In a sting, Howard police sent an undercover officer to her house last January and arrested her.
Britton appeared to be troubled, and her story is complicated as a previous Post article makes clear. But in the article on her suicide, her attorney poses an interesting question.
In a statement yesterday, Flohr said that Britton’s death “underscores an important question: Was the public benefited at all by the resources spent on her arrest and prosecution? As we ponder the apparent senselessness of her passing, we must openly wonder about . . . a criminal justice system that seeks to punish a person rather than heal them.”
Palfrey’s story also made me think of this one, in which a group of nuns find a prostitute for a terminally ill man who wants to have a sexual experience before he dies.
He asked them to help him find a prostitute and – after some hesitation – they did.
Mr Wallis, 22, persuaded them he should be allowed to have a sexual experience before he died. Knowing that he was now unlikley to have one in a loving relationship, he had decided his only alternative was to pay.
The case of Mr Wallis, who has Duchenne Muscular Dystrophy, posed a major moral dilemma for Sister Frances Dominica, the founder of Douglas House hospice in Oxford, and the establishment’s ethics committee.
After seeking advice to ensure they were not acting illegally, the decision was taken to support Mr Wallis, with nurse Chris Bloor helping him to find a suitable woman on disability sites on the Internet.
…Mr Wallis, who lives in Northamptonshire, said he had always hoped that he would experience sex as part of a close relationship.
“I began to accept that this might not happen for me,’ he added.
He said he met the prostitute after his final degree exams last May. “Her train was late, which did not help my nerves.
“She turned out to be intelligent and pleasant woman, attractive, in her late 20s. I guess that she was used to relating to nervous people as she put me at ease. The two hours passed quickly and it was, you may say, satisfactory.
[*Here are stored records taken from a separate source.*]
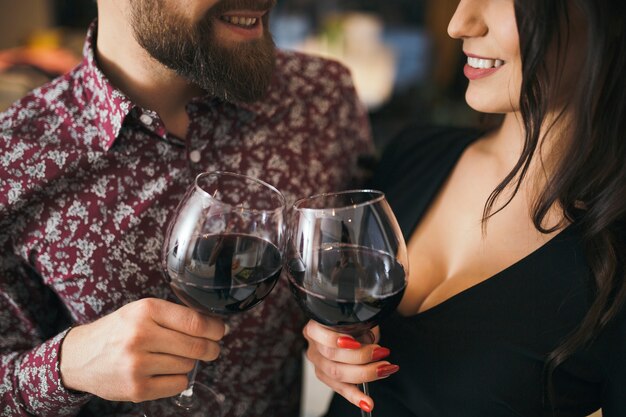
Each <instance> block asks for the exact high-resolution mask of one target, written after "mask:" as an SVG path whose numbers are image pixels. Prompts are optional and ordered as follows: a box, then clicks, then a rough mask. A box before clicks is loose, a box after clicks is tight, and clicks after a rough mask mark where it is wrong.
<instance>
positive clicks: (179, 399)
mask: <svg viewBox="0 0 626 417" xmlns="http://www.w3.org/2000/svg"><path fill="white" fill-rule="evenodd" d="M199 365H200V361H196V364H195V365H194V367H193V370H192V371H191V372H189V384H188V385H187V389H186V390H184V391H183V392H181V393H180V394H179V395H178V397H176V401H175V402H176V405H178V406H179V407H182V408H187V409H189V408H191V407H192V405H193V401H194V399H193V384H194V383H195V382H196V374H197V373H198V367H199Z"/></svg>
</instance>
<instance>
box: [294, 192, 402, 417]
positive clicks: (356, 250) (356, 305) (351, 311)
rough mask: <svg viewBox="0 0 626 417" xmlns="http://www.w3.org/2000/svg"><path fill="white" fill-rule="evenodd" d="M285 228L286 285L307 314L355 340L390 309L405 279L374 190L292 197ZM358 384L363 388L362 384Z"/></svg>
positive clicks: (392, 215) (401, 248)
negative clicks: (297, 197) (287, 223)
mask: <svg viewBox="0 0 626 417" xmlns="http://www.w3.org/2000/svg"><path fill="white" fill-rule="evenodd" d="M288 229H289V230H288V245H287V249H286V251H287V253H286V259H287V261H286V266H285V268H286V273H287V277H288V278H289V285H290V288H291V291H292V293H293V295H294V296H295V299H296V301H297V302H298V304H299V305H300V307H301V308H302V309H303V310H304V312H305V313H306V314H307V315H308V316H309V317H310V318H311V319H313V320H315V321H317V322H319V323H320V324H322V325H324V326H327V327H329V328H332V329H333V330H335V331H337V332H341V333H346V334H350V335H352V336H353V337H355V338H357V337H359V336H361V335H363V334H364V333H366V332H367V331H368V330H369V329H371V328H372V327H374V326H376V325H377V324H378V323H380V321H381V320H382V319H384V318H385V317H386V316H388V315H389V314H390V313H391V312H393V311H394V310H395V309H396V308H397V306H398V304H399V303H400V301H401V299H402V295H403V294H404V291H405V289H406V285H407V279H406V277H407V275H408V261H407V251H406V244H405V242H404V238H403V236H402V232H401V230H400V227H399V226H398V223H397V221H396V218H395V216H394V214H393V212H392V210H391V208H390V207H389V204H388V203H387V200H386V199H385V195H384V194H383V193H382V192H380V191H376V190H353V191H343V192H338V193H330V194H319V195H316V196H312V197H309V198H305V199H302V200H299V201H297V202H296V203H295V205H294V206H293V211H292V213H291V218H290V222H289V227H288ZM363 389H364V392H365V393H366V394H367V393H368V390H367V384H363ZM362 413H363V416H371V414H370V413H367V412H365V411H363V412H362Z"/></svg>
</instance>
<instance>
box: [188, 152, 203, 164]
mask: <svg viewBox="0 0 626 417" xmlns="http://www.w3.org/2000/svg"><path fill="white" fill-rule="evenodd" d="M189 159H190V160H191V162H193V163H194V164H197V163H198V162H200V159H202V155H200V151H191V152H189Z"/></svg>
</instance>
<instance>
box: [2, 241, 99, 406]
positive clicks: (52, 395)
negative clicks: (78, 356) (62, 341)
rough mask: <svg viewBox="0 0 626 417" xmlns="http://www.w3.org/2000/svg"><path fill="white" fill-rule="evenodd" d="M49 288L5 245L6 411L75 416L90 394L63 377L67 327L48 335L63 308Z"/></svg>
mask: <svg viewBox="0 0 626 417" xmlns="http://www.w3.org/2000/svg"><path fill="white" fill-rule="evenodd" d="M49 292H50V290H49V289H48V288H46V287H45V286H43V284H42V283H41V282H38V281H37V280H36V279H33V272H32V271H30V270H29V269H28V267H27V266H25V265H24V264H23V263H22V262H20V260H19V258H17V257H15V256H13V255H12V254H11V252H10V250H9V249H8V248H7V247H6V246H5V250H4V251H3V253H0V334H1V335H2V337H1V338H0V409H1V410H2V413H0V415H2V416H5V415H6V416H12V417H18V416H40V417H48V416H50V417H52V416H73V415H76V414H78V412H79V410H80V408H81V407H82V406H83V405H84V404H85V403H86V402H87V401H89V399H90V398H91V396H90V395H88V394H82V393H73V392H70V391H68V390H67V389H66V388H65V387H64V386H63V384H62V382H61V374H60V369H59V357H60V355H59V353H60V348H61V343H62V341H63V339H64V337H65V335H66V334H67V332H68V330H67V329H66V330H65V331H62V332H61V333H58V334H56V335H53V336H52V337H50V338H46V334H47V333H49V332H50V329H52V328H53V326H52V325H51V324H52V323H51V322H52V321H55V320H56V317H58V316H59V314H60V313H61V312H59V311H57V310H58V308H59V307H58V306H57V305H55V303H54V302H51V299H53V298H52V297H51V294H50V293H49ZM46 339H47V340H46Z"/></svg>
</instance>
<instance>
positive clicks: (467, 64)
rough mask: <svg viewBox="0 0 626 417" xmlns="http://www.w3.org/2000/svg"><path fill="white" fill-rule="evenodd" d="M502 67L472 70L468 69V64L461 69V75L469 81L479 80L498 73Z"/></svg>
mask: <svg viewBox="0 0 626 417" xmlns="http://www.w3.org/2000/svg"><path fill="white" fill-rule="evenodd" d="M500 68H502V67H498V68H495V67H494V68H474V67H470V66H469V65H468V64H465V66H464V67H463V74H465V76H466V77H467V78H469V79H470V80H478V79H480V78H485V77H488V76H490V75H491V74H493V73H494V72H496V71H498V70H499V69H500Z"/></svg>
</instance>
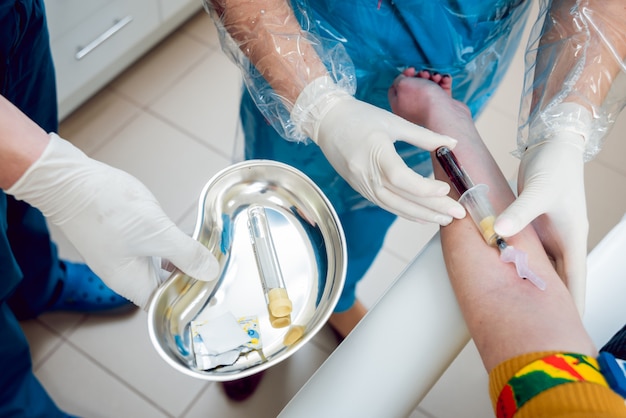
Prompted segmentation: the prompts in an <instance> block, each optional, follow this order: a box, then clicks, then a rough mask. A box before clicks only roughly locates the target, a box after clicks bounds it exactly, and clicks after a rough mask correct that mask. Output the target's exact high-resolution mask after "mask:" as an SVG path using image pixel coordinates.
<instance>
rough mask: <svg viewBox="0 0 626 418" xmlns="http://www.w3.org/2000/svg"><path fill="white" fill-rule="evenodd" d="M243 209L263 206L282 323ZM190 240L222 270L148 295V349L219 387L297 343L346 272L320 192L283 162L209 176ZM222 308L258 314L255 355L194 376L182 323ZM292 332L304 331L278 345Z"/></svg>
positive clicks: (323, 194) (186, 341) (186, 373)
mask: <svg viewBox="0 0 626 418" xmlns="http://www.w3.org/2000/svg"><path fill="white" fill-rule="evenodd" d="M251 205H260V206H262V207H263V208H265V213H266V214H267V221H268V222H269V226H270V228H271V235H272V238H273V243H274V247H275V253H276V256H277V257H278V262H279V264H280V269H281V271H282V275H283V278H284V283H285V287H286V289H287V292H288V294H289V298H290V299H291V301H292V304H293V311H292V313H291V325H290V326H288V327H284V328H274V327H272V325H271V324H270V318H269V314H268V308H267V305H266V299H265V294H264V292H263V288H262V286H261V281H260V278H259V271H258V269H257V264H256V260H255V255H254V252H253V249H252V245H251V239H250V235H249V230H248V226H247V221H248V216H247V213H246V212H247V209H248V207H250V206H251ZM194 238H195V239H196V240H198V241H199V242H201V243H202V244H204V245H205V246H206V247H208V248H209V250H211V252H212V253H213V254H214V255H215V256H216V257H217V259H218V261H219V262H220V266H221V268H222V270H221V271H222V273H221V275H220V277H219V279H218V280H216V281H214V282H210V283H205V282H201V281H197V280H195V279H193V278H191V277H189V276H186V275H185V274H183V273H182V272H180V271H176V272H174V273H173V274H172V276H171V277H170V278H169V279H168V281H167V282H166V283H165V284H164V285H163V286H161V287H160V288H159V289H158V291H157V292H156V293H155V296H154V297H153V299H152V300H151V302H150V305H149V309H148V328H149V332H150V338H151V340H152V343H153V345H154V346H155V348H156V350H157V352H158V353H159V354H160V355H161V356H162V357H163V359H165V361H166V362H167V363H169V364H170V365H171V366H172V367H174V368H176V369H178V370H179V371H181V372H183V373H185V374H188V375H191V376H194V377H198V378H201V379H206V380H214V381H228V380H234V379H239V378H242V377H245V376H249V375H251V374H254V373H257V372H260V371H261V370H264V369H267V368H269V367H271V366H272V365H275V364H277V363H278V362H280V361H282V360H285V359H286V358H288V357H289V356H291V355H292V354H293V353H295V352H296V351H297V350H298V349H300V348H301V347H302V346H303V345H304V344H306V343H307V342H308V341H309V340H310V339H311V338H312V337H313V336H314V335H315V334H316V333H317V332H318V331H319V330H320V329H321V328H322V327H323V325H324V324H325V323H326V321H327V320H328V318H329V317H330V315H331V313H332V311H333V309H334V308H335V305H336V304H337V301H338V299H339V295H340V293H341V290H342V289H343V284H344V280H345V273H346V247H345V238H344V236H343V231H342V229H341V225H340V223H339V220H338V218H337V215H336V213H335V211H334V209H333V207H332V206H331V204H330V203H329V201H328V200H327V198H326V197H325V196H324V194H323V193H322V192H321V191H320V189H319V188H318V187H317V186H316V185H315V184H314V183H313V182H312V181H311V180H310V179H309V178H308V177H306V176H305V175H304V174H302V173H301V172H300V171H298V170H296V169H294V168H292V167H290V166H288V165H285V164H282V163H278V162H275V161H269V160H250V161H245V162H242V163H239V164H235V165H232V166H231V167H229V168H227V169H225V170H223V171H221V172H220V173H218V174H217V175H215V176H214V177H213V178H212V179H211V180H210V181H209V182H208V183H207V185H206V186H205V188H204V190H203V192H202V194H201V196H200V201H199V208H198V220H197V223H196V230H195V232H194ZM224 312H230V313H232V315H234V316H235V317H250V316H256V317H258V321H259V328H260V335H261V342H262V349H260V350H253V351H250V352H249V353H247V354H246V355H242V356H240V357H239V358H238V359H237V361H236V362H235V363H234V364H232V365H229V366H220V367H218V368H214V369H211V370H200V369H199V368H198V367H196V361H195V357H194V353H193V345H192V341H191V338H192V337H191V321H192V320H194V319H196V318H198V317H199V316H200V317H201V318H214V317H217V316H219V315H220V314H222V313H224ZM296 327H301V328H296ZM295 329H299V330H303V334H302V336H301V337H300V338H299V339H297V340H296V341H295V342H294V341H289V342H288V343H287V344H285V337H286V336H287V333H288V332H289V330H295ZM291 335H292V334H290V335H289V336H288V338H287V339H288V340H289V339H290V338H291Z"/></svg>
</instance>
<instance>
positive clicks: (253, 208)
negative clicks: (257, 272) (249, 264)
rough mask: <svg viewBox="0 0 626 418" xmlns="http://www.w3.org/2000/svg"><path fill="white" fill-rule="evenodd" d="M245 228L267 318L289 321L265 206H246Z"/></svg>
mask: <svg viewBox="0 0 626 418" xmlns="http://www.w3.org/2000/svg"><path fill="white" fill-rule="evenodd" d="M248 229H249V231H250V238H251V241H252V248H253V249H254V256H255V258H256V262H257V267H258V270H259V276H260V278H261V285H262V287H263V293H264V295H265V302H266V303H267V308H268V311H269V314H270V322H271V323H272V326H273V327H275V328H282V327H286V326H288V325H289V324H291V318H290V315H291V311H292V303H291V300H290V299H289V295H288V294H287V289H286V288H285V282H284V280H283V276H282V272H281V270H280V265H279V263H278V257H277V255H276V249H275V248H274V242H273V240H272V235H271V232H270V228H269V223H268V221H267V215H266V213H265V208H264V207H263V206H260V205H251V206H250V207H248Z"/></svg>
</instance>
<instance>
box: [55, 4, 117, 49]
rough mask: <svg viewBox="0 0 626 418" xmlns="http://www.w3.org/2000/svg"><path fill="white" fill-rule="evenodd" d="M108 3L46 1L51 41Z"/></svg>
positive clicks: (92, 13)
mask: <svg viewBox="0 0 626 418" xmlns="http://www.w3.org/2000/svg"><path fill="white" fill-rule="evenodd" d="M107 3H109V2H108V1H107V0H44V4H45V6H46V17H47V19H48V30H49V31H50V40H51V41H52V42H54V41H55V40H56V39H57V38H59V37H60V36H62V35H63V34H65V33H67V32H69V31H70V30H72V29H74V28H75V27H76V26H78V25H79V24H80V22H82V21H84V20H85V19H87V18H89V17H90V16H92V15H94V14H96V13H97V12H98V11H99V10H101V9H102V8H103V7H104V6H106V4H107Z"/></svg>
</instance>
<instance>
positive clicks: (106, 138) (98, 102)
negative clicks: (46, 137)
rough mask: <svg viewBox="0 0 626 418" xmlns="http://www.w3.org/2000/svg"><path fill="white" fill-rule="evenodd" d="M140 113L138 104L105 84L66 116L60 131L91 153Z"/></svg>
mask: <svg viewBox="0 0 626 418" xmlns="http://www.w3.org/2000/svg"><path fill="white" fill-rule="evenodd" d="M138 114H139V108H138V107H137V106H136V105H134V104H133V103H131V102H129V101H128V100H127V99H125V98H123V97H120V96H119V95H117V94H115V93H113V92H111V90H110V89H108V88H105V89H103V90H101V91H100V92H99V93H97V94H96V95H95V96H94V97H92V98H91V99H90V100H89V101H87V102H86V103H85V104H83V105H82V106H81V107H79V108H78V109H77V110H76V111H75V112H74V113H72V114H71V115H69V116H68V117H67V118H66V119H65V120H63V122H62V123H61V125H60V127H59V135H60V136H61V137H62V138H65V139H67V140H68V141H70V142H71V143H73V144H74V145H76V146H77V147H78V148H80V149H81V150H83V151H84V152H85V153H87V154H91V153H93V152H94V151H95V150H97V149H98V148H99V147H101V146H102V144H104V143H105V142H106V141H107V140H109V139H110V138H111V136H113V135H114V134H115V133H116V132H118V131H119V130H120V129H121V128H122V127H123V126H124V125H125V124H127V123H128V122H129V121H130V120H132V119H133V118H134V117H136V116H137V115H138Z"/></svg>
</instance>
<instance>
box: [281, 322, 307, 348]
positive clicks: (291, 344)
mask: <svg viewBox="0 0 626 418" xmlns="http://www.w3.org/2000/svg"><path fill="white" fill-rule="evenodd" d="M303 335H304V326H302V325H294V326H293V327H291V328H289V331H287V334H285V338H283V344H285V345H287V346H289V345H293V344H295V343H296V342H297V341H298V340H299V339H300V338H302V336H303Z"/></svg>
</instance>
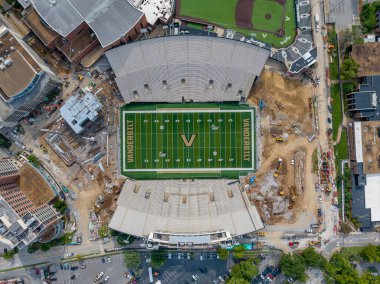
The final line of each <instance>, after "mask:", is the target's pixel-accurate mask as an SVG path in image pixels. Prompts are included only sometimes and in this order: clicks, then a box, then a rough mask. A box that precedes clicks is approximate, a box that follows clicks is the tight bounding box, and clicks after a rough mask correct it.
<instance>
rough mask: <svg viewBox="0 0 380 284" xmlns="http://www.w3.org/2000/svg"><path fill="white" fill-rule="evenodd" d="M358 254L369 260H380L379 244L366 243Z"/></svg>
mask: <svg viewBox="0 0 380 284" xmlns="http://www.w3.org/2000/svg"><path fill="white" fill-rule="evenodd" d="M360 256H361V257H362V258H363V259H364V260H367V261H369V262H375V261H376V262H380V246H374V245H371V244H368V246H366V247H365V248H364V249H363V250H362V252H361V253H360Z"/></svg>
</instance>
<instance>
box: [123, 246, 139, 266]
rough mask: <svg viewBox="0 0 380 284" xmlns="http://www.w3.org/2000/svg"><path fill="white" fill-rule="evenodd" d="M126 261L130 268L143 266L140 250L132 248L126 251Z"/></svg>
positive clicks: (125, 261) (126, 262) (125, 260)
mask: <svg viewBox="0 0 380 284" xmlns="http://www.w3.org/2000/svg"><path fill="white" fill-rule="evenodd" d="M124 262H125V265H126V266H127V267H128V268H131V269H133V270H138V269H139V268H140V266H141V256H140V253H139V252H138V251H135V250H130V251H126V252H125V253H124Z"/></svg>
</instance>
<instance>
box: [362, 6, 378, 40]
mask: <svg viewBox="0 0 380 284" xmlns="http://www.w3.org/2000/svg"><path fill="white" fill-rule="evenodd" d="M360 21H361V23H362V29H363V32H364V33H370V32H372V31H373V29H374V28H375V27H376V5H375V4H373V3H369V4H366V5H364V6H363V8H362V12H361V14H360Z"/></svg>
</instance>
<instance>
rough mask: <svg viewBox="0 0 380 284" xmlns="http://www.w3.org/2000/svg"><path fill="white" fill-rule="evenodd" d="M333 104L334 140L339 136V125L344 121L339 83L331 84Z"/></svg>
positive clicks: (333, 124)
mask: <svg viewBox="0 0 380 284" xmlns="http://www.w3.org/2000/svg"><path fill="white" fill-rule="evenodd" d="M330 90H331V106H332V126H333V140H334V141H335V140H336V138H337V137H338V130H339V126H340V125H341V123H342V117H343V112H342V103H341V99H340V94H339V84H334V85H331V89H330Z"/></svg>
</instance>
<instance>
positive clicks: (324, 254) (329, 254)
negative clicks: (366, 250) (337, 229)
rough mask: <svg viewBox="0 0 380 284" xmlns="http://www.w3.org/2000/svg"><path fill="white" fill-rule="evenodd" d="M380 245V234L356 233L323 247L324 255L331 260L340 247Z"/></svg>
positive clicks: (331, 242) (377, 233)
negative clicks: (369, 245) (333, 255)
mask: <svg viewBox="0 0 380 284" xmlns="http://www.w3.org/2000/svg"><path fill="white" fill-rule="evenodd" d="M369 243H371V244H374V245H380V233H354V234H350V235H348V236H339V237H337V238H335V239H333V240H331V241H330V242H329V243H328V244H326V245H325V246H323V247H322V254H323V256H324V257H326V258H330V257H331V255H332V253H333V252H334V251H336V250H338V249H339V248H340V247H359V246H366V245H367V244H369Z"/></svg>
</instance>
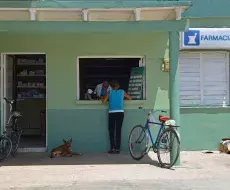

So, my question: Do all of these stories belong in the same category? Does the same morality apply to them all?
In Britton’s case — whatever her other problems may have been — if she did indeed engage in prostitution, she would appear to have done it of her own volition.
In Mr. Wallis’ case, even the nuns didn’t see anything wrong with helping him acquire (can’t find a better word for it) the services of a prostitute who was willing to do the job. There’s no indication that the young woman was anything other than willing. And Wallis was probably not far from the truth in reasoning that his chances of having the experience he desired through more customary channels were as slim as he time was short. So, if that’s literally his dying wish, why shouldn’t he have it, especially if he’s unlikely to get it some other way.
But what about the women who fall into the clutches of someone like Rodriguez, and find themselves forced into a life they didn’t seek and don’t want, kept in poverty, beaten and intimidated in order to keep them trapped in that life? Or young women who run away from home and are enticed into prostitution? Or women and children who are abducted and forced into sex work?
Even if the stories like Palfrey’s, Britton’s and Wallis’ don’t involve violence, coercion or any of the factors mentioned above, do they still make possible stories like what allegedly happened to the women Rodriguez duped, trapped, and sold?
Or how about the British woman who pimped out girls as young as 12, after luring them with clothes and gifts and then getting them addicted to crack?
Fiona Walsh, 32, groomed them with clothes and other gifts before introducing them to Class A drugs.
Once they were addicted, she began offering them to customers at her home or in the streets, Inner London Crown Court was told.
Walsh, from Kilburn, west London, pleaded guilty to four counts of child prostitution and supplying drugs.
…Police believe up to five girls may have fallen into her clutches, all of whom ending up running away from home for up to two years.
One is undergoing psychiatric treatment.
Are they all part of the same story?